Another colleague lost her father this past week - puts things into perspective.
A family friend of ours who is chasing his AFL dream and was drafted to North Melbourne football club, twists his knee at training, ruptures his ACL and now will sit out a year of football as he rehabilitates - puts things into perspective.
A student in my son’s grade at his school, the final year of school, had been having regular headaches. He has been diagnosed with a brain tumour at the back of his head - puts things into perspective.
Sierra Leone is facing significant health challenges after this week's devastating mudslides claimed nearly 500 lives - puts things in perspective.
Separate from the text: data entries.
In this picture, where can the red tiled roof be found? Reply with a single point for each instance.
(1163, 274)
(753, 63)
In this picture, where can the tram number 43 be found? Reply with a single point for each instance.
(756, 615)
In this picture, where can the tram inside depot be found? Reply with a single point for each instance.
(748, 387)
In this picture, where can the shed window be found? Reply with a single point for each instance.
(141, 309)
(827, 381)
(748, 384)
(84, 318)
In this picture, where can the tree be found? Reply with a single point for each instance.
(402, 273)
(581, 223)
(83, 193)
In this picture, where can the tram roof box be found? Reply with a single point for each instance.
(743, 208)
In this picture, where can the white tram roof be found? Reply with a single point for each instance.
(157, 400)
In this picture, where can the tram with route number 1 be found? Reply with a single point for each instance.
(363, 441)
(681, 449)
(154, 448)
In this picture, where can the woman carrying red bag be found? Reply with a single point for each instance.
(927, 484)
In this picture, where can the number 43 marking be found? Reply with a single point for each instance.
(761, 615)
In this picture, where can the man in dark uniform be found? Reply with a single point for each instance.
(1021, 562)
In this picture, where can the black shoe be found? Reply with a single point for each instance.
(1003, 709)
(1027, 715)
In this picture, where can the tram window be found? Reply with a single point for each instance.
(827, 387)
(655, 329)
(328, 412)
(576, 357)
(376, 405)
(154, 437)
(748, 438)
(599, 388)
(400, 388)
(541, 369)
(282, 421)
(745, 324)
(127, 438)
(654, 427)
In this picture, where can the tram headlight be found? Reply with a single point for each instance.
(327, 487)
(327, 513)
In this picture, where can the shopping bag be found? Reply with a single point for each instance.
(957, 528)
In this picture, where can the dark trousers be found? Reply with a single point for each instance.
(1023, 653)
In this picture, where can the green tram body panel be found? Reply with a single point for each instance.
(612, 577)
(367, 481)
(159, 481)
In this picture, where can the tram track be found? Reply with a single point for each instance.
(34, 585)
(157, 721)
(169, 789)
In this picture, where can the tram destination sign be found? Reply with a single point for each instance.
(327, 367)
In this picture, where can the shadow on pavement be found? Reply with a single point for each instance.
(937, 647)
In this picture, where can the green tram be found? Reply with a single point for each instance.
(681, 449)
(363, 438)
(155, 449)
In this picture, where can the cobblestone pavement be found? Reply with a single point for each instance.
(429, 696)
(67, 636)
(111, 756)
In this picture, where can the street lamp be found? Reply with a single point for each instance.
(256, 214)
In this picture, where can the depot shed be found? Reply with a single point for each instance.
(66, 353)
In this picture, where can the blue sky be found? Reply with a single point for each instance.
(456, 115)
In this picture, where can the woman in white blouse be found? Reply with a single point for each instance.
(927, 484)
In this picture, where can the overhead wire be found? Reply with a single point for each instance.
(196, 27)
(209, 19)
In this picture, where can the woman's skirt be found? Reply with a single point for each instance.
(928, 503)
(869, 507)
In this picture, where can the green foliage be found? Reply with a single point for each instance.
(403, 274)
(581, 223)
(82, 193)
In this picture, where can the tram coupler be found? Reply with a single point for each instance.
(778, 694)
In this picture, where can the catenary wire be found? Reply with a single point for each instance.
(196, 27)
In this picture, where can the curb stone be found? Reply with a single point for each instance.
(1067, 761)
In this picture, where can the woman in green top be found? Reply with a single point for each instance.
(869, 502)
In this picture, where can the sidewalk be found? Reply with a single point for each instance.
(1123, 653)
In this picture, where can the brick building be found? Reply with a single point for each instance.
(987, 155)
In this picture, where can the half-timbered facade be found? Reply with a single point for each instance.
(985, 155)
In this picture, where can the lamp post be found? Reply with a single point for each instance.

My son sustaining a mild concussion, or a minor brain injury as the OT put it, was a big thing in our family. We have been blessed to have three boys who love sport and are very active, but also three boys who have never broken a bone, had stitches or had any major injuries. This first trip to emergency was scary, and my wife was quite grateful I dealt with it all!
Things get put into perspective
When we look at things going on beyond our little family, things get put into perspective. When you look at what is going on in the lives of other people, you stop and appreciate your own circumstances. Not stop and say, “Well I’m so glad my life is not as bad as theirs.” It is more a stop and say, “I am grateful for my life/my family and I need to make the most of every moment I have here on earth.”
I treasure every moment with my wife and all three of my sons. I actually treasure every moment I have with my colleagues at school and also the students I teach. I know I am not the most pleasant person to be around at times and I often let my petty frustrations and inconveniences get in the way of healthy relationships with my family, work colleagues and also my students.
I guess when you stop and put things in perspective, it causes you to consider the many blessings you have and thank God for them, regardless of how big or small they seem at the time. Instead of being fearful, worried and filled with a sense of hopelessness about my son’s condition, perspective allowed me to appreciate that he was alive, had access to great medical staff on the same night he got injured and only received a mild concussion.
I gave everything else, the fear, worries and hopelessness, to God and He puts it in perspective.
Russell Modlin teaches English and Physical Education at a Christian School on the Sunshine Coast. He is married to Belinda and they have three children.